O corretor de imóveis alega que o diretor da TV Integração, responsável pelas imagens, Júlio Guimarães Ferreira, foi procurado pela produtora Sunshine, que cuida da carreira de Leonardo, que pretendia comprar a fita.

Santos foi indicado por Ferreira --seu colega-- como "empresário de renome e pessoa de sua confiança" para a negociação da venda da fita. Ele conta que foi acertado o valor de R$ 80 mil e definido que a venda seria concretizada no escritório do advogado do cantor, Carlos Alberto Azevedo, em Belo Horizonte.

No dia da negociação, Santos foi surpreendido por policiais assim que entrou no escritório. O corretor foi preso em flagrante sob a acusação de extorsão e ficou detido por cinco dias.

Ofensa

No processo, o corretor alega que foi ofendido moralmente e que sua reputação profissional foi atingida pela prisão, o que lhe causou danos morais e materiais. Santos afirmou ainda que foi absolvido da ação penal que respondeu, o que, para ele, comprova a sua inocência.

Em sua decisão, o juiz Luiz Carlos Gomes da Mata reconheceu, em parte, o direito de Santos em ser indenizado. Ele citou as cópias do processo criminal em que o corretor foi absolvido e as provas apresentadas no processo cível.

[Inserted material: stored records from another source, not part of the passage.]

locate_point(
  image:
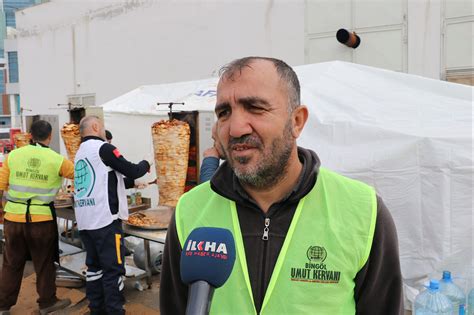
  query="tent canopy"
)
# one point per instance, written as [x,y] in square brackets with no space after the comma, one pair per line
[408,136]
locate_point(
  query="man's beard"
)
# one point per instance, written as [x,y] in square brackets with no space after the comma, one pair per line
[273,163]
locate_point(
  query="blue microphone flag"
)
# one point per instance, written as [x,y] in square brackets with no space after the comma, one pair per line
[208,255]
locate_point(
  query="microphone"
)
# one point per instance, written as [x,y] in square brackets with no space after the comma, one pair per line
[207,260]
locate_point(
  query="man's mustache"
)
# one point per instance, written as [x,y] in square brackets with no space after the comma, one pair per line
[250,140]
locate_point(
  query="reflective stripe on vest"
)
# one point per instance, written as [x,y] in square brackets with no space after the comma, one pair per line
[328,242]
[34,175]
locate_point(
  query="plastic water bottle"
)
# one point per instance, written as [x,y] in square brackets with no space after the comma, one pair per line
[452,291]
[433,302]
[470,302]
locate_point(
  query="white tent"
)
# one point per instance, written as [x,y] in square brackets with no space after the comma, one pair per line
[408,136]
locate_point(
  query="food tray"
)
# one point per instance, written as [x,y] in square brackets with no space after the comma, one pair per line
[162,215]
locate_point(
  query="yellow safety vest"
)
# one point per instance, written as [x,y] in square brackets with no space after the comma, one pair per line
[327,244]
[34,179]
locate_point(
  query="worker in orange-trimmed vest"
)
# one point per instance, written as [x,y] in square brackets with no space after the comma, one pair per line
[31,176]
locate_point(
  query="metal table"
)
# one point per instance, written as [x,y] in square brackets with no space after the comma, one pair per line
[158,236]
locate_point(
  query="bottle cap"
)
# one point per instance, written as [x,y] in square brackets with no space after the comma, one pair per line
[434,284]
[447,276]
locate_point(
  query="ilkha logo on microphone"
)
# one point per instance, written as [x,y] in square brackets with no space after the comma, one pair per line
[206,249]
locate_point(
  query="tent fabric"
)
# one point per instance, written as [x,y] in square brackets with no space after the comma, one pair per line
[408,136]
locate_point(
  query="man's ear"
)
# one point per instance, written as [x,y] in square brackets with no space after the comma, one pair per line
[299,118]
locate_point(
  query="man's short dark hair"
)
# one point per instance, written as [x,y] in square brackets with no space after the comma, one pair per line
[108,135]
[286,73]
[40,130]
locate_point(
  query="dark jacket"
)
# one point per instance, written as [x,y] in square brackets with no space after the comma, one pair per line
[378,288]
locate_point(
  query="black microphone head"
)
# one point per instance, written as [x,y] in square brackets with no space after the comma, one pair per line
[208,255]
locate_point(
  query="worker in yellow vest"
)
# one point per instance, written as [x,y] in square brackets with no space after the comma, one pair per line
[308,241]
[31,176]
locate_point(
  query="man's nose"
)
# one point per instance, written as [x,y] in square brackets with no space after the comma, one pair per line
[239,124]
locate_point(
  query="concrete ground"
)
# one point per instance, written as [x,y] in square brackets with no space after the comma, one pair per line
[148,298]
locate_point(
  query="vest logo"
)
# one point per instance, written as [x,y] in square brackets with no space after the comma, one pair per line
[34,163]
[316,253]
[84,178]
[315,270]
[207,248]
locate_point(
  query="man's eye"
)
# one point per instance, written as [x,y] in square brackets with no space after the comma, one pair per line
[223,113]
[256,109]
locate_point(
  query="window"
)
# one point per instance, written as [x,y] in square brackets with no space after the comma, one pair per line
[13,67]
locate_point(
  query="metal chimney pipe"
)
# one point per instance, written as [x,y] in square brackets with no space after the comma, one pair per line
[350,39]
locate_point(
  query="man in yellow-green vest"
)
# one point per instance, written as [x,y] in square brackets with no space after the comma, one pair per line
[31,177]
[308,241]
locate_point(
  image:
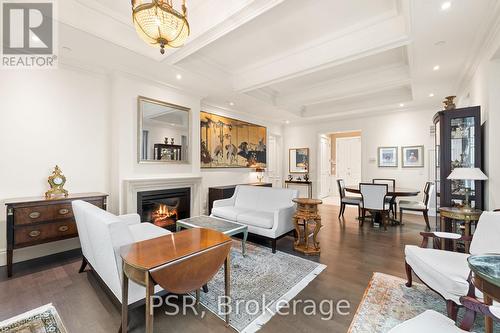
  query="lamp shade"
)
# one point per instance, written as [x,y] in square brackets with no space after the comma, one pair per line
[467,174]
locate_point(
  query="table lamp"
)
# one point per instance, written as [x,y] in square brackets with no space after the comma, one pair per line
[467,174]
[260,173]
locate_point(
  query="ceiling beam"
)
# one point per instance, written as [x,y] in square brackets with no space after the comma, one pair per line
[249,10]
[366,81]
[378,37]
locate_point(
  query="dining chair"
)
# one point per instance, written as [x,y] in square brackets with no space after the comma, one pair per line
[417,206]
[345,200]
[373,200]
[391,183]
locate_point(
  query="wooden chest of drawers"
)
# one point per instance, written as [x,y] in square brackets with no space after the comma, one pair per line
[33,221]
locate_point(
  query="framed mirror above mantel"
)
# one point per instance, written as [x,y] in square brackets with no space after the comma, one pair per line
[164,132]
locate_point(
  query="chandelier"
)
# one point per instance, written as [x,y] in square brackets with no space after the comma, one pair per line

O juiz destacou a fita com a gravação telefônica das conversas entre o corretor e o empresário do cantor. Para o juiz, "tais conversas se deram em tom amistoso, não havendo, em momento algum, ameaça ao cantor".

O juiz ainda observou que pelos depoimentos prestados o fato já havia repercutido em todo o Estado e até nacionalmente, "não havendo como tal fita ameaçar ainda mais a carreira do cantor". O juiz explicou ainda que a conduta do corretor em negociar em dinheiro a entrega da fita, "apesar de moralmente reprovável, não constitui extorsão, haja visto a inexistência de grave ameaça ao cantor".

Da Mata reprovou também a conduta do artista, que "após chegar com horas de atraso em seu compromisso de trabalho, deixando ansioso o público, se dirigiu a este fazendo gestos obscenos".

Outro Lado

A reportagem da Folha Online ouviu o advogado do cantor Leonardo, Carlos Alberto Azevedo, que sustenta a tentativa de extorsão por parte de Santos. Azevedo ressaltou que o STF (Supremo Tribunal Federal) determinou que a Justiça de Minas Gerais acatasse a denúncia apresentada pelo Ministério Público contra o corretor de imóveis.

"O STF determinou que a denúncia fosse acatada porque entendeu que havia indícios do crime", disse Azevedo. O advogado também afirmou que não houve irregularidade na prisão de Santos e o fato de ele ter sido absolvido do processo penal, não lhe daria direito a indenização.

Azevedo também disse que o atraso na apresentação de Leonardo foi causado pela chuva que atingia a região no dia do show. Ele negou que o cantor tenha feito gesto obsceno para o público, e sim para o cinegrafista.

O advogado informou ainda que o cantor não foi notificado sobre a decisão do juiz da 29ª Vara Cível de Belo Horizonte, mas afirmou que vai recorrer da sentença.